Carabiniere rimosso con la perdita del grado per motivi disciplinari. TAR conferma la sanzione e condanna alle spese “Pluralità di condotte illecite”
Nessuna illegittimità da parte dell’Arma dei Carabinieri nel rimuovere un carabiniere, facendogli perdere un grado per motivi disciplinari. Anzi, tutto è stato fatto così come da regolamento.
A questa conclusione è giunto il Tar Basilicata, che ha rigettato il ricorso di un carabiniere, che lo aveva presentato contro il Comando Legione Carabinieri Basilicata. Al militare, in servizio a Potenza, era stato notificato lo scorso giugno un provvedimento riguardante la sanzione della “perdita del grado per rimozione per motivi disciplinari”. Così, due mesi più tardi, ha fatto ricorso al Tar, chiedendo l’annullamento del provvedimento previa sospensione dell’efficacia deducendo, in diritto, da più angolazioni “la violazione di legge e l’eccesso di potere”.

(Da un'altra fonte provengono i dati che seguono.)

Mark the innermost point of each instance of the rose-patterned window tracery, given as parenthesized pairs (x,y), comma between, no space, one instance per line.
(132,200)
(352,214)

Procedimento avviato contro il Ministero della Difesa e Comando generale dell’Arma dei Carabinieri. Per il Tar, il ricorso risulta essere infondato. In primis, perché secondo il codice dell’ordinamento militare, bisogna contestare gli addebiti entro 180 giorni (in questo caso, il procedimento disciplinare è intervenuto a novembre dell’anno scorso). Come riportato dal Tar, al carabiniere “sono state ascritte una pluralità di condotte illecite, tra cui l’aver formato false attestazioni, con le quali avrebbe dichiarato la sua presenza in ufficio o in altri luoghi per ragioni di servizio, mentre in realtà avrebbe svolto attività e incombenze private, o l’aver riportato, sul memoriale di servizio e sui documenti di impiego dei mezzi del Reparto, dati falsi in ordine ai tempi e alle modalità dello svolgimento del servizio istituzionale, o l’aver utilizzato l’autovettura dell’Amministrazione, della quale aveva la disponibilità per ragioni di servizio, per eseguire incombenze private e personali, o ancora l’aver rivelato al titolare di un’azienda la programmazione di controlli da parte di altro Reparto”.
Il militare aveva chiesto di sospendere il procedimento disciplinare, essendo in atto un procedimento penale. Ma per il Tar, “la valutazione di concludere il procedimento disciplinare, in pendenza del procedimento penale, oltre che doverosa, non appare né irragionevole né immotivata, avuto riguardo alla oggettiva gravità dei fatti contestati, e non sussistendo particolare complessità o difficoltà istruttoria”. Considerazioni che hanno portato il Tar (Presidente Fabio Donadono, consigliere Pasquale Mastrantuono e Primo Referendario Benedetto Nappi) a rigettare il ricorso.
Il militare è stato inoltre condannato al pagamento di 2mila euro di spese, oltre accessori di legge se dovuti, a favore dell’Avvocatura Distrettuale dello Stato di Potenza.